As is noted above, the declaration enjoys a presumption of good faith which Augustus has not rebutted with contrary evidence in the record or evidence of agency bad faith. Indeed, despite the February 3, 2012 Order (Dkt. No. 205) warning Augustus that any unanswered arguments may be treated as conceded, her opposition did not challenge the Secretary's proffered justifications under FOIA for having redacted the Gravett ROI.

These arguments will be deemed conceded, and summary judgment will be entered in favor of the Secretary. See Iweala v. Operational Tech. Services, Inc., 634 F. Supp. 2d 73, 80-81 (D.D.C. 2009) (deeming conceded an employer's exhaustion argument in its motion for summary judgment where the plaintiff failed to respond to it in her opposition); Franklin v. Potter, 600 F.

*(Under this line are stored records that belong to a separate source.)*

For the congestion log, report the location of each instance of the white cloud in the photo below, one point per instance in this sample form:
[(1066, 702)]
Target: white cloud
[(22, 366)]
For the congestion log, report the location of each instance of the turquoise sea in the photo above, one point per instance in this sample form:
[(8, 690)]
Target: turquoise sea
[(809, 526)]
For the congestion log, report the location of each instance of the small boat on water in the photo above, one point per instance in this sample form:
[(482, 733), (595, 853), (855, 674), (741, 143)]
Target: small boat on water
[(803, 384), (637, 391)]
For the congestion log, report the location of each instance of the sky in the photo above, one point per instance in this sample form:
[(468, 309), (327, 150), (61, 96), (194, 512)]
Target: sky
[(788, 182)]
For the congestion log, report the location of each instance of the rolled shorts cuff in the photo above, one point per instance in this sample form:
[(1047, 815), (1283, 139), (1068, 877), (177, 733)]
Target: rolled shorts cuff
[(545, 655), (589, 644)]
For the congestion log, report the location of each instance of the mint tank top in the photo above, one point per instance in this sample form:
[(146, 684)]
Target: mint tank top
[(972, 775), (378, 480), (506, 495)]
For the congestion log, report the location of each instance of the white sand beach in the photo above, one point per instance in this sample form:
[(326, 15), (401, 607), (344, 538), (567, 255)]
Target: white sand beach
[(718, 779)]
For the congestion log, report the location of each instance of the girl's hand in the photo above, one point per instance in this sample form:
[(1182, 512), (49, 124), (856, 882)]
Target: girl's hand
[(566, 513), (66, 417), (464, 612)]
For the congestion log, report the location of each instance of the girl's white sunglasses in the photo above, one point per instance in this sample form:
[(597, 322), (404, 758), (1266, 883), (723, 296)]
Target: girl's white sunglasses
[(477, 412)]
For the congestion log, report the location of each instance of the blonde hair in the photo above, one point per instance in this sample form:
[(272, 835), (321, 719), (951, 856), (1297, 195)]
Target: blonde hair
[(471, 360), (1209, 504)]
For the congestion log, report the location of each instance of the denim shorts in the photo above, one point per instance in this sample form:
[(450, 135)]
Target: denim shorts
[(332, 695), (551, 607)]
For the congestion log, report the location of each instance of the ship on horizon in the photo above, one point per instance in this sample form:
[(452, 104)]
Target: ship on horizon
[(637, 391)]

Supp. 2d 38, 60 (D.D.C. 2009) (treating defendant's argument in motion for summary judgment as conceded where plaintiff failed to address it in his response); see also Fed. Deposit Ins. Corp. v. Bender, 127 F.3d 58, 67 (D.C. Cir. 1997) (concluding that the district court did not abuse its discretion in granting a motion for summary judgment as conceded for the plaintiff's failure to timely oppose it).

CONCLUSION

There are no material factual disputes regarding the Secretary's FOIA redactions, and his unopposed arguments entitle him to judgment as a matter of law. His motion for summary judgment will be granted. A separate order accompanies this memorandum opinion.